Ahora que hemos conocido la declaración patrimonial del presidente de la Comunidad de Murcia, Ramón Luis Valcárcel, es inevitable remontarse a aquella otra polémica hermana de ésta que se originó cuando el entonces presidente de la Junta de Andalucía, Manuel Chaves, declaró que todos sus bienes se reducían a una pequeña casa hipotecada, un coche viejo y 3.000 euros en la cuenta bancaria. Chaves juró y perjuró que esa era toda su fortuna y, para remarcarlo, añadió, chulesco, que no había ahorrado en su vida “porque no me ha dado la gana”. Como quiera que Chaves lleva toda su vida en política, y casi tres trienios con sueldo de ministro, al personal no le cuadraban las cuentas. Y por eso, en un programa de televisión, un cocinero de Málaga se levantó y le espetó: “Pues yo no me lo creo”. Y todo dios, en sus casas, asintió con la misma afirmación.

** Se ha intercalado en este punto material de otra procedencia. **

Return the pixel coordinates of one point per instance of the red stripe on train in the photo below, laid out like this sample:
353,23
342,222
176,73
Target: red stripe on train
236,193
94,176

¿Cómo se va a creer nadie, ahora, que el presidente de Murcia sólo tenga 122 euros en su cuenta bancaria  y dos coches con más de diez años? Porque lo otro, el patrimonio inmobiliario que declara Valcárcel, es, sencillamente, de ruina: inmuebles que están valorados algo más de la mitad de una hipoteca de tres cuartos de millón de euros y de la cual le queda aún la mayoría por pagar. Con un sueldo de 80.000 euros anuales, una declaración como ésa es síntoma de despilfarro, antes que de transparencia. Como le ocurría a Chaves, lo preocupante de la declaración de Valcárcel es que la gestión de una comunidad autónoma esté en manos de alguien que es una ruina administrándose a sí mismo. Parece como si los dos, con sus declaraciones, quisieran inspirar pena, para contrarrestar la aversión que existe hacia la clase política por sus privilegios, y lo que consiguen es todo lo contrario.

Nunca he pensado que la publicación de los bienes patrimoniales de quienes se dedican a la vida pública conduzca a ninguna parte ni que pueda beneficiar en nada a la política, entre otras cosas porque esa exhibición pública, el desnudo en medio de la plaza, lo único que consigue es ahuyentar de la política a aquellas personas que tienen un pasado profesional brillante, aquellos que tienen en sus currículos mucho más que trienios y trienios de puestos de salida en las listas electorales.

Ni la corrupción se ataja con esa falsa transparencia, como se puede demostrar con sólo analizar los casos latentes estos días, desde las cuentas de Bárcenas al descontrol de los ERE, ni la política se regenera con esas declaraciones públicas. Ahora bien, sentado esto, lo que cabe esperar es que, cuando se publica una declaración patrimonial, al menos sea creíble. Que ya nos contará Valcárcel, entre otras cosas, cómo se consigue que con 122 euros en la cuenta una entidad bancaria le conceda a uno un crédito hipotecario de 750.000 euros.